Ed ecco un giorno la “visione”. Si sono accompagnati con Lui, in disparte, sul monte, sotto la volta del cielo. Quel Rabbi prega in colloquio con il Padre suo. Quel loro amico è “trasfigurato”: il volto pieno di sole, la veste bianca e sfolgorante che lascia intravedere la gloria del Risorto, accanto i due profeti del Patto antico Mosè ed Elia, una nube che tutto avvolge e l’eco di una voce: “Questi è il Figlio mio, l’amato, ascoltatelo!” (Mt. 4,1-11). Stupore e tremore, tutto in silenzio, la faccia a terra.

Appena Pietro esce dal torpore, il silenzio si apre: “E’ bello per noi essere qui… facciamo tre tende”. Pietro vorrebbe fermare l’istante della visione, questo picco di esperienza che riempie di meraviglia occhi e cuore. Occorre invece lasciare il monte e tornare alla quotidianità. Quel picco di esperienza e quella visione resta negli occhi e nel cuore. I tre amici hanno intravisto chi è quel Rabbi che vive un rapporto intensissimo con Dio, un rapporto figliale. Il Padre suo, tutto Amore, vive e opera in quel caro amico, che prende sempre più coscienza di essere figlio e figlio si fa. Una realtà in atto e in crescita ogni giorno, perché quel Gesù-Figlio dell’Amore ogni giorno fa di sé stesso un dono agli uomini e a Dio. Gesù, Figlio dell’Amore, si fa nella sua vita amore donato. Sul monte l’hanno visto, questo Amore, grondante vita, questa bellezza che supera ogni dire e per tanto godono l’istante di felicità: “E’ bello per noi stare qui”.

In questa visione come uno specchio vediamo noi stessi. Basta entrarvi in silenzio ed ecco riflesso il nostro desiderio, il nostro sogno di essere figli amati e, pertanto, fratelli.

Già siamo nati figli di Dio e ancora “figli da farsi” perché, la figliolanza nel tempo si costruisce giorno dopo giorno. Siamo figli come il piccolo dell’uomo è già uomo, nel grembo materno e ancora in gestazione. Anche la nostra figliolanza divina è in gestazione, perché ogni giorno ci facciamo figli di Dio.

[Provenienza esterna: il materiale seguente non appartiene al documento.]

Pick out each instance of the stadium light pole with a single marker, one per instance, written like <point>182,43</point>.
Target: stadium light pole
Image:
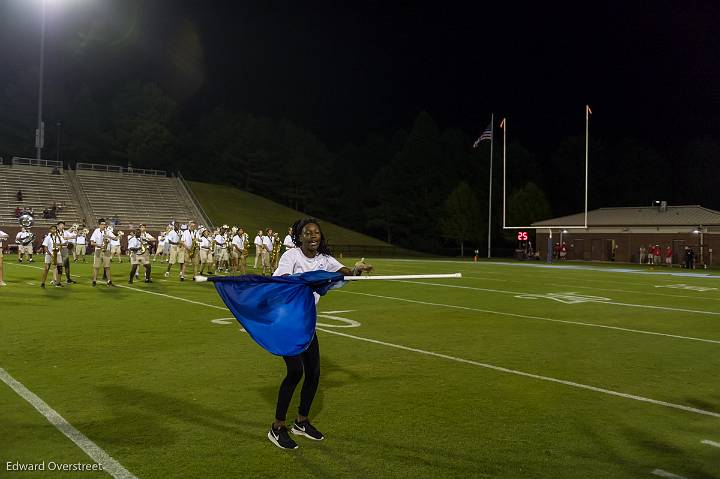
<point>40,131</point>
<point>492,139</point>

Questa è la nostra identità: fatti a immagine di Dio, ogni giorno disegniamo la nostra somiglianza con l’Amore. In questo nostro “farci figli” è però in gioco la nostra decisione libera, la nostra povertà, la possibilità di rifiuto, la lotta quotidiana con chi tenta di smentire la nostra identità di figli e fratelli.

D.M. Turoldo – morto 25 anni fa – contemplando la Trasfigurazione, ci fa un invito: “Ama / saluta le gente / dona / perdona / ama ancora e saluta. Dai la mano / aiuta / comprendi / dimentica e ricorda solo il bene. E del bene degli altri / godi e fai / godere. Godi del nulla che hai /  del poco che basta / giorno dopo giorno: / eppure quel poco / – se necessario – / dividi. / E vai / vai leggero / dietro il vento / e il sole / e canta. / Vai di paese in paese / e saluta / saluta tutti / il nero, l’olivastro / e perfino il bianco. / Canta il sogno del mondo: / che tutti i paesi / si contendano / d’averti generato. (O sensi miei…, Bur, Milano 1993, 514-515).

Quando vince l’amore ci ritroviamo figli amorevoli e misericordiosi e quanti vivono con noi li sentiamo fratelli. Allora si apre il cielo del nostro desiderio.

E’ bello allora vivere insieme e “stare qui”, anticipando come Gesù e con Gesù nella storia, uno squarcio di Regno, un picco di esperienza, la trasfigurazione.